It has been some time since I last wrote. Many things have changed, the girl I had planned to spend my time with has since moved on. I do not blame her for that, it was my inability to remain present when she needed me that led her to find another. I can not hold anyone other than myself responsible for one failed relationship after another. There have been many...some I have forgotten their names, others not so much. I had those that I had considered being bonded with only to have them fall to the long sleep, or I falling to it. To that end, this warrior has found that he has lost so many battles that he no longer knows what it is like to taste victory.
I can take the life of a monster without a second hesitation, taking the life of the enemy is easy...living for the sake of others seems to be the hard part. Now I am getting older, and I am looking to make some changes...but as the people of Valorn begin to fall to the long sleep and there are fewer and fewer of us adventures left. But as long as there are a few of us left then time will continue and by the Gods and Goddesses, I believe we can rebound.

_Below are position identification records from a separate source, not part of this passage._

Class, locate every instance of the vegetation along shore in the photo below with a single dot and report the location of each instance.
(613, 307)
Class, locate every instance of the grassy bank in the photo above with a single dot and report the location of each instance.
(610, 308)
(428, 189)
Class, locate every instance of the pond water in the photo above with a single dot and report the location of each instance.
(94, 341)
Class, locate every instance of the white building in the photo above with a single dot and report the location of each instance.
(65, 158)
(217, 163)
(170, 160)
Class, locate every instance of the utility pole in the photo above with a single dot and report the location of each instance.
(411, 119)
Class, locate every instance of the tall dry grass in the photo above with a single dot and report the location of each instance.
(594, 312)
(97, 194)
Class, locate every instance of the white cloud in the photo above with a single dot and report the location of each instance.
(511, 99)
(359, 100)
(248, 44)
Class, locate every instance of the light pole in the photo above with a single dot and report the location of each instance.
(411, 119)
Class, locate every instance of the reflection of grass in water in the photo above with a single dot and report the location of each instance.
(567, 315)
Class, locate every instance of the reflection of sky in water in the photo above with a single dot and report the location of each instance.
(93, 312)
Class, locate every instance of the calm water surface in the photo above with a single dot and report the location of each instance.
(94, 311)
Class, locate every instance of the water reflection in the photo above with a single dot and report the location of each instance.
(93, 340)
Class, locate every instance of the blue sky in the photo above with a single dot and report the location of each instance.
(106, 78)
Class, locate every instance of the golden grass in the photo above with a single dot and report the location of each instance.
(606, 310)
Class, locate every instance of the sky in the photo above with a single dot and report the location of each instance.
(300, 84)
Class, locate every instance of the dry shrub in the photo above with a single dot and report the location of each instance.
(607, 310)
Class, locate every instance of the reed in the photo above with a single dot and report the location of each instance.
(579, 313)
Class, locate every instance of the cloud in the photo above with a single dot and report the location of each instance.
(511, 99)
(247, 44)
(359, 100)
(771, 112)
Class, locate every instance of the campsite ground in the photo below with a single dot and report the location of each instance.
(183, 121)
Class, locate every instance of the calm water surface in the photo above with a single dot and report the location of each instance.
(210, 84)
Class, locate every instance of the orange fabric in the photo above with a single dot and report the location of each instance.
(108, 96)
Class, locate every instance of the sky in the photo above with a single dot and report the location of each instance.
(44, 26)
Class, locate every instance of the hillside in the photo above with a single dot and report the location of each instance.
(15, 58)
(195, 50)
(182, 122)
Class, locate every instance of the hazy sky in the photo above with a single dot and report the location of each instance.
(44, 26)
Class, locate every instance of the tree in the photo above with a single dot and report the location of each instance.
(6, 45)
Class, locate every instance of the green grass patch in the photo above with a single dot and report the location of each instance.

With all this happening, there are other changes that I will be making. The biggest will be my leaving from Vanguard. It was the first and only Guild I have ever been a part of. It is sad, but it has come time for me to seek out something else. I had hoped to create my own Guild in time...but that seems impossible now no matter what. Because of that, I think I will just become a 'Guildless' and remain so for a time until I decide to join another. Maybe that will help others in Vanguard wake up. Sad to say but if my leaving made more rejoin the Vanguard from the long sleep...it is a small sacrifice to make.
I have cleaned the Guild Hall and now make my way to train for a bit. Then I shall rest and return. Until then, till the Darkness falls may we remain.